= Farmall 04 series tractors =

The Farmall 04 series tractors are a family of row-crop tractors with four-cylinder engines, continuing the tradition of four-cylinder engines in Farmall and parent company International Harvester for general-purpose and row-crop tractors. In the early 1960s demand for more power led to the 06 series with six-cylinder engines. Four-cylinder engines were reserved for tractors equivalent to the Farmall H and smaller.

==Farmall 404==
The Farmall 404 is a medium-sized row-crop tractor, produced from 1961 through 1967. It was effectively the successor to the Farmall 340, using the same 135 cuin engine, with options for gasoline or LP gas fuel. The 404 was the first Farmall of its size to use a three-point hitch, which had become an industry standard. Steering used a hydrostatic power system.
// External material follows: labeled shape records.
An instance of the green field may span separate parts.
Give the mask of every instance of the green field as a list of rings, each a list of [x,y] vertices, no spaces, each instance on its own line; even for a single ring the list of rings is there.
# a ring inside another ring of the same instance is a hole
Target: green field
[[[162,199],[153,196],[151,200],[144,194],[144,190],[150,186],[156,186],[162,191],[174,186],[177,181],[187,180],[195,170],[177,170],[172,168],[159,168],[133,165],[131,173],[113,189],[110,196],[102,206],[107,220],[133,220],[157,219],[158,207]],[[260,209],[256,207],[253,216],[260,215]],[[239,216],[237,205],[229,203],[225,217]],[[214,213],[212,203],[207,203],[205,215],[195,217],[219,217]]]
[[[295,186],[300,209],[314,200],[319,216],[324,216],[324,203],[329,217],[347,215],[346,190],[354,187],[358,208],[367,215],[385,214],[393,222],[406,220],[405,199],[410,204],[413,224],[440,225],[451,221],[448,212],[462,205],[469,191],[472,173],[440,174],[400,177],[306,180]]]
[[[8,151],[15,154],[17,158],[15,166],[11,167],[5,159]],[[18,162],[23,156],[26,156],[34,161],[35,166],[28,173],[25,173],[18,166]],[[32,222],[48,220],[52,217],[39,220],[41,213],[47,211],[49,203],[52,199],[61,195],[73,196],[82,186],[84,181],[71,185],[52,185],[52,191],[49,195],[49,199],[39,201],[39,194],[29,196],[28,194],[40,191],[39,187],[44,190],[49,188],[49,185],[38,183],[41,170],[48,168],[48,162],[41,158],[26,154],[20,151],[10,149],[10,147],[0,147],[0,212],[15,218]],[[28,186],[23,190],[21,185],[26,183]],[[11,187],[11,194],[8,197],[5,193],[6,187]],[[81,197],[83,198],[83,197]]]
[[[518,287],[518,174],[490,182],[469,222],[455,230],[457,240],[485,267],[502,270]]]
The utility version was the International Harvester IH 404, and the industrial tractor was the IH 2404.

==Farmall 504==
The Farmall 504 is a somewhat larger version of the 404, with larger engines in gasoline, LP gas and diesel versions, produced from 1961 to 1968. Engine displacement was 152 cuin. The 504 had a broader range of features and options than the 404, with the same power steering and three-point hitch. A high-clearance version was produced, as well as the IH 504 utility tractor and the IH 2504 industrial tractor. About 3,000 404s were produced, selling for about $3,300.

==Farmall 544==
The Farmall 544 was produced from 1968 to 1973 as the replacement for the 504. It was offered with an optional hydrostatic transmission in two ranges, while the regular model had a five-speed transmission with a torque amplifier. The utility version was the IH 544, and the industrial tractor was the IH 2544. About 17,000 504s were produced, at a sale price from $3,800 to $4,300 for gasoline models, and $4,400 to $4,800 for diesel versions.

==Comparable products==
The Massey Ferguson MF505 and Allis-Chalmers D-12 were comparable to the 404. The John Deere 2010 and the Allis-Chalmers D-15 corresponded to the 504. The 544 was comparable to the John Deere 2520 and the Massey Ferguson 165.